Read Description

Note: Clarity XL is currently in BETA.

Fine-Tuning is still in progress.

Like Photorealism? Checkout my latest SDXL Fine-Tune: NatViS.

Changelog

8/26/24 ClarityXL v2.0 Lightning 8step

Released 8step lightning version of ClarityXL v2.0, by request. Make sure you read the About this version for more info.
- Note: Use a lower CFG (1.5 - 2.5) if colors look washed out. I made the mistake of setting it to high in the sample images.

————

8/12/24 ClarityXL v2.0

Released v2.0 of ClarityXL. Read About this version to see what's new.

Buy me a coffee ❤

https://ko-fi.com/ndimensional

I’ve never been a fan of e-begging, however SDXL fine-tunes at this scale are becoming expensive to tune. So I will begrudgingly ask; if you like what I do and would like to support my models. Consider donating on Ko-Fi 💗
I will be begin posting updates, answering questions, taking feedback, and releasing early access (NOT EXCLUSIVE) models to supporters.

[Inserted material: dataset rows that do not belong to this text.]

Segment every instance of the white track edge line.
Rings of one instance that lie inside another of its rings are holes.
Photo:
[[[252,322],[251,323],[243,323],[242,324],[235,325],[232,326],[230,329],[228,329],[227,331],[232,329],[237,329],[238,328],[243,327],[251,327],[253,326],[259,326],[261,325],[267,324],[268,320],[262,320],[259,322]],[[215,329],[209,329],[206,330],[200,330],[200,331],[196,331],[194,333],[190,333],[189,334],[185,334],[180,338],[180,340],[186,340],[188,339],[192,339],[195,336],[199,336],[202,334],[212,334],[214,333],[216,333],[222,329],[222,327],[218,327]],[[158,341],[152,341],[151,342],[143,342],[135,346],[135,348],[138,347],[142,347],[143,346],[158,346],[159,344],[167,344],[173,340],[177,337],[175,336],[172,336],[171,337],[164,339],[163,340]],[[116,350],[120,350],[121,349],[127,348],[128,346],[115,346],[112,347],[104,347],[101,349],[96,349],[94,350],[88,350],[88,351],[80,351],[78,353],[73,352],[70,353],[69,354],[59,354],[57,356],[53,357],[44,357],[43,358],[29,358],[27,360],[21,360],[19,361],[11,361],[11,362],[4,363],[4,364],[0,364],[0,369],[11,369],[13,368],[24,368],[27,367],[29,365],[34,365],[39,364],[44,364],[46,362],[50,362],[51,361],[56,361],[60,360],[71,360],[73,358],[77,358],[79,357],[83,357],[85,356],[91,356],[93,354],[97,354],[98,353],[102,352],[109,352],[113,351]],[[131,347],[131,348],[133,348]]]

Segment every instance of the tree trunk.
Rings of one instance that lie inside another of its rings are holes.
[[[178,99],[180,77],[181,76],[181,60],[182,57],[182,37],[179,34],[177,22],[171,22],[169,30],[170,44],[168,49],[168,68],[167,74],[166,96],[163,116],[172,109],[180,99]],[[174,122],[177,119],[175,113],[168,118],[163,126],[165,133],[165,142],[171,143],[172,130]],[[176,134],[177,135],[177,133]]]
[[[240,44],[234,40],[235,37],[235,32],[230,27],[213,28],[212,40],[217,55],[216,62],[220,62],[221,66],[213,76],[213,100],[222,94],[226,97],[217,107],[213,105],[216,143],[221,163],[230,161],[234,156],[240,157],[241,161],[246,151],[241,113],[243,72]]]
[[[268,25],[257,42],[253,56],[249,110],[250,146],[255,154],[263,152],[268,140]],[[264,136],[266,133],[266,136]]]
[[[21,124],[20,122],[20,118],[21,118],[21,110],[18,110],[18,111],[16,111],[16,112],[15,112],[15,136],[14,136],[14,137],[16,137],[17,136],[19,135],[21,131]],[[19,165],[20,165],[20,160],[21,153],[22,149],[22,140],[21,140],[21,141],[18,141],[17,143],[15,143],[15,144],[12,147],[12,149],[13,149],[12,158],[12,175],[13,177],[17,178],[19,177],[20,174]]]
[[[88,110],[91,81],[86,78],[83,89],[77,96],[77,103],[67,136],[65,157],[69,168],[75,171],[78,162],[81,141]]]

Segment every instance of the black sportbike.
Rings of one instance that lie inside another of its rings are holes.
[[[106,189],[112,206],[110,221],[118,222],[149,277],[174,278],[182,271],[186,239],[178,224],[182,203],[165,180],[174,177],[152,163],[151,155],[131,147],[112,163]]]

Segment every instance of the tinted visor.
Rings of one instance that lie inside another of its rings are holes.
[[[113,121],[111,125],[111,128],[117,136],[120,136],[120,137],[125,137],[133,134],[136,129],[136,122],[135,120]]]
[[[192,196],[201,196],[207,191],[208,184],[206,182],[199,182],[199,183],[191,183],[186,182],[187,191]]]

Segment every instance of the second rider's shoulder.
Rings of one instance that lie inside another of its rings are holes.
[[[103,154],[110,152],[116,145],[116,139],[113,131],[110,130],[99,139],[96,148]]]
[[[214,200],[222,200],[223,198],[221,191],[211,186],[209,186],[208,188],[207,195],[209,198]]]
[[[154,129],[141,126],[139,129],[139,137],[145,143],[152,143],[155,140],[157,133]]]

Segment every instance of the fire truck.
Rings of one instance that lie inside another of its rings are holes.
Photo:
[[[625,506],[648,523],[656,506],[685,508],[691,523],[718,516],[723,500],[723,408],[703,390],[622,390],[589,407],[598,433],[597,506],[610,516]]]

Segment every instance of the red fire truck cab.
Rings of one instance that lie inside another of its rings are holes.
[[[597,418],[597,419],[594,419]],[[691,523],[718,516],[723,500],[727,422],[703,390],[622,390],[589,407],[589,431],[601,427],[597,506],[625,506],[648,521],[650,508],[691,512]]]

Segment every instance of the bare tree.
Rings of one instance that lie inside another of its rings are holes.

All donations will be used to fund the creation of new Stable Diffusion fine-tunes and open-source AI tools.

About

Continuing from the original Clarity model for SD1.5, Clarity XL is an attempt to recreate and expand the original models capabilities within the more complex architecture of SDXL.

Differences between Clarity SD1.5 and Clarity XL

Currently, Clarity XL focuses purely on photorealism. This is intentional to build the foundation which will be expanded upon in future releases. That's not to say Clarity XL will ever be a general purpose model. It will always have a bias towards photorealism. Future releases will add more complex photorealistic/cinematic scene capabilities.

Improvements

Emphasis on authentic (non touched-up) photorealism.
Higher Image Fidelity.
Prompt Adherence: How well the model follows your prompt.
- Excluding concepts that the model was not trained on
Improved skin textures
Overall improvements to aesthetics.
Video Game / Movie character recognition.
- Including worlds spaces, landscapes, settings, ect..
Prompt how you want: Accepts natural language prompts, comma delimited-lists, a hybrid of the two. In addition, prompts can be as short or long as you'd like.

Limitations

Complex scenes, such as firing lighting bolts from hand, erupting in a cacophony of bright blue sparkling arcs.
Multi-medium generation: The model is currently grounded in photorealism and cinematography.

Model Details

Base Model: Stable Diffusion XL v1.0
- Since Clarity XL v1 is a mid-training epoch. I merged the Epoch with an unreleased fine-tune update for LomoXL. I used a modified version of the DARE merging method to preserve the original weight matrix of the base epoch. This will not be needed in later releases.
Data: Quality was a priority when creating the dataset. All image-caption pairs were cleansed through multiple iterations to ensure only high quality data was used for tuning.
- Captions: Captions were written by my MLLM captioning system, verified via GroundingDINO + a Reasoning Engine + NLP
  - Captions were written in a natural language format. Though, SDXL's text-encoders make it possible to write prompts in multiple prompting styles.
VAE: sdxl-vae-fp16-fix
Aspect Ratio: From training data, any of the typical aspect ratios for SDXL will work.
- 1344x768 (16:9) — Cinematic Film Stills
- 1536x640 (21:9) — Ultrawide Cinematic Film Stills
- 1152x896 (4:3) — Fullscreen
- 1216x832 (3:2) — Mobile landscape
- 1024x1024 (1:1) — Square
- 1024x704 (11:16)
- 768x1344 (9:16) — Tall (Instagram stories / snapchat)
- 896x1152 (3:4)
- 832x1216 (2:3) — Mobile Portrait
- 704x1024 (16:11)